I started the transition process about nine months ago, but I don’t think you’re ever really completely finished. I think of it as more of a journey. A couple of my co-workers told me that they outright supported me up front, and I felt really good about that. But mostly, people still feel uncomfortable with the subject, so they don’t really say anything about it to me.

Most of the time, it’s just work as normal. I think that’s because before my transition, my coworkers knew me and respected me. And when I came out, they still respected me.

I’m working the night shift right now, so when [President Trump’s] tweets came out about the ban, I was still asleep. But my phone kept going off, so that’s how I found out initially. Shock is how I would sum up my reaction. I personally disagree with the ban.

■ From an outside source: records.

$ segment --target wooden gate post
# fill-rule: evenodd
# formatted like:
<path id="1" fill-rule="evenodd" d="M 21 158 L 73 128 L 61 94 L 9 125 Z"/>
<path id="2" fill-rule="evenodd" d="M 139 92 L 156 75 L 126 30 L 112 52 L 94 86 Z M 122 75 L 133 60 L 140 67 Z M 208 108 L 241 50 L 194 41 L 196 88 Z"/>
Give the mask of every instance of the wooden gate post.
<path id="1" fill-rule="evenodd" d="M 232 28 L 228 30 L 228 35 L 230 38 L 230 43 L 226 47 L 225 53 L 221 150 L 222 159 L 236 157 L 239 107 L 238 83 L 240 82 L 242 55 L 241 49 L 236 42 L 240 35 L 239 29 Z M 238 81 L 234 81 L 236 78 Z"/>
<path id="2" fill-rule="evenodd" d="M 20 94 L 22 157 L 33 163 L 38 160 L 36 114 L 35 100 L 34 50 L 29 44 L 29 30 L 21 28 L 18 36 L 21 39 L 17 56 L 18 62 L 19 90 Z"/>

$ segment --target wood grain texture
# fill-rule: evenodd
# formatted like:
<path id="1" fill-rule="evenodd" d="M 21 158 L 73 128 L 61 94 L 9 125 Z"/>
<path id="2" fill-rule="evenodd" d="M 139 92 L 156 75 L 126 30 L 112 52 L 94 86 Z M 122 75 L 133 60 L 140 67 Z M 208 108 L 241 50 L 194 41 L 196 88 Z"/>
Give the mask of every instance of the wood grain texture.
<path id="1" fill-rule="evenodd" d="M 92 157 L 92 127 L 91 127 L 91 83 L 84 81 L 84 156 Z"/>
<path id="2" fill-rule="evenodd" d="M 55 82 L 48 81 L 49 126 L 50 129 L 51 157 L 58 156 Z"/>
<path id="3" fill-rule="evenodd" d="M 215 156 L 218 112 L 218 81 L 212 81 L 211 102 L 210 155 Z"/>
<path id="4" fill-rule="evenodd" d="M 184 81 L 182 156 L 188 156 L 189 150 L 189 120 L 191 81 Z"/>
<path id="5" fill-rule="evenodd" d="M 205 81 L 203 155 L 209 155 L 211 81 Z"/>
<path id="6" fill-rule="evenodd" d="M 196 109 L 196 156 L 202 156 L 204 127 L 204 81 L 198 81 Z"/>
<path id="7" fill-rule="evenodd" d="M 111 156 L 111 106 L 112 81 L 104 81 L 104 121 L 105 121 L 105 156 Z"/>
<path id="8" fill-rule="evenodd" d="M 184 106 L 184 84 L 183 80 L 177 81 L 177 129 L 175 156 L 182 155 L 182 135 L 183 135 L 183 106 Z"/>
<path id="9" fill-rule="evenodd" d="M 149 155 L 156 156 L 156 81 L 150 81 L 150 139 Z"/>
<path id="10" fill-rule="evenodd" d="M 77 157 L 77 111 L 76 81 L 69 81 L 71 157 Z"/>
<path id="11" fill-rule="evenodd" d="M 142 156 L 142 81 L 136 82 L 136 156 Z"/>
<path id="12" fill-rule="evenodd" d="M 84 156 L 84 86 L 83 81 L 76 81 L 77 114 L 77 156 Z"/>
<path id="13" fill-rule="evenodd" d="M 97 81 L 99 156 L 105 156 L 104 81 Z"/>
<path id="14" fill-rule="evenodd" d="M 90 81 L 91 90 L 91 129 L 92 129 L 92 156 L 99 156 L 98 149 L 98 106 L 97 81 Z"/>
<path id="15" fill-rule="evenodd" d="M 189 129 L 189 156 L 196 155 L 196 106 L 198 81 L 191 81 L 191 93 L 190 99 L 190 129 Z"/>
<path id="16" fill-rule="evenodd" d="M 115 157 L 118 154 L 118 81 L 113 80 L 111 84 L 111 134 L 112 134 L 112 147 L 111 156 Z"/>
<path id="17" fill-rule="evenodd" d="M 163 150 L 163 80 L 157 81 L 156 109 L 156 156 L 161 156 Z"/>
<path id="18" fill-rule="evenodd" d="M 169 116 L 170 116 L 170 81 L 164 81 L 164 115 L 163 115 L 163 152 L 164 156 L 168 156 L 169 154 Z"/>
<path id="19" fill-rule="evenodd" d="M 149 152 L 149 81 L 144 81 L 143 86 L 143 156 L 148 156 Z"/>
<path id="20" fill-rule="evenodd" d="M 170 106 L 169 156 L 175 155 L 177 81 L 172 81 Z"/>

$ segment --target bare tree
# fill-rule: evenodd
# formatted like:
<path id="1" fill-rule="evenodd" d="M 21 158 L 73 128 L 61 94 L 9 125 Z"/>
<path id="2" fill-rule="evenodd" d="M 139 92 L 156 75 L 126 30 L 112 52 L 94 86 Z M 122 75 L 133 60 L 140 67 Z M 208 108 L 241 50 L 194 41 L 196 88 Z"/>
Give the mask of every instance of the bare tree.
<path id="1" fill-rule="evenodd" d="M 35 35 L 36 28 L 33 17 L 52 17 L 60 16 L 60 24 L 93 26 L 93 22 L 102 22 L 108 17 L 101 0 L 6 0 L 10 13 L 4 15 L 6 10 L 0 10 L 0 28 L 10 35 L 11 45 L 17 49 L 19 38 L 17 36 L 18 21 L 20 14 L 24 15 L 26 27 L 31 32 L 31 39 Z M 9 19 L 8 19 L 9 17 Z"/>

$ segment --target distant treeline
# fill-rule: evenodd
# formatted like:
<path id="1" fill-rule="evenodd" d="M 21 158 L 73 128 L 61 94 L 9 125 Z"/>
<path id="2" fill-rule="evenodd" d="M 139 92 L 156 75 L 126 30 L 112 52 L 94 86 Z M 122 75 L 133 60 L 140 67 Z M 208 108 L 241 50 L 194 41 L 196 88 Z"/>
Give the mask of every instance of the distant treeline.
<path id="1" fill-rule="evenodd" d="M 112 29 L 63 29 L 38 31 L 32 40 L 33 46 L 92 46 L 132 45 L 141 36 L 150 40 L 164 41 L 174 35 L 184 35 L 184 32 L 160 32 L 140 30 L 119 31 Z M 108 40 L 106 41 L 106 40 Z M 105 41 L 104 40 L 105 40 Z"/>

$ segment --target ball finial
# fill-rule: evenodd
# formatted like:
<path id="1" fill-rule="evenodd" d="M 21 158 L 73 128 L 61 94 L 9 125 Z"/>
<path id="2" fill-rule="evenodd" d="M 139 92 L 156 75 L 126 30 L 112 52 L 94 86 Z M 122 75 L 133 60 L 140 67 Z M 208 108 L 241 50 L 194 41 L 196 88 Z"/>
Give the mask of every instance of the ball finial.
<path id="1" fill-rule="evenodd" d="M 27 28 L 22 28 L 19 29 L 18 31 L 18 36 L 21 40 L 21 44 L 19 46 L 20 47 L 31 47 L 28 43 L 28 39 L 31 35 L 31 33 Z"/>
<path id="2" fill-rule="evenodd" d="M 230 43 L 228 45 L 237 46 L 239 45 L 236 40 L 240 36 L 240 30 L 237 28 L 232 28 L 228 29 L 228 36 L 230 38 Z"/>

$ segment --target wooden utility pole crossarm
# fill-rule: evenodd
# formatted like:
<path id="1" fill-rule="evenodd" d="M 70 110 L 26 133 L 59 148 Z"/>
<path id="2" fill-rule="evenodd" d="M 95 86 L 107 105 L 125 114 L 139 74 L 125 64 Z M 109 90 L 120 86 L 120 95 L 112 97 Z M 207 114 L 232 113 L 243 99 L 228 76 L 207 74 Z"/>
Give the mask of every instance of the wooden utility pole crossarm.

I also don’t know what is going to happen to my role in the military, so I’m feeling anxious about the future right now.

I am an airman first, so ultimately my goal is to just go to work and do my job to the best of my ability every day. However, I personally don’t believe the cost of care qualifies us—the trans community—as a burden to the military. There are so many skilled crewmembers, drill sergeants, special operators, and more, that are trans.

And there are still many misconceptions too. Some people think that the transition process makes us completely non-deployable for years, which is also untrue. When someone sprains their ankle or breaks their arm, they’re obviously not going to be deployed for a while to account for the healing process. A trans person who’s approved for surgery is going to be non-deployable but only for a short amount of time too. And others elect to not have the surgery at all, which means they’re deployable throughout the entire transition process.

We’re plenty capable of doing our jobs and doing it well. Identifying as trans has zero impact on our ability to carry that out.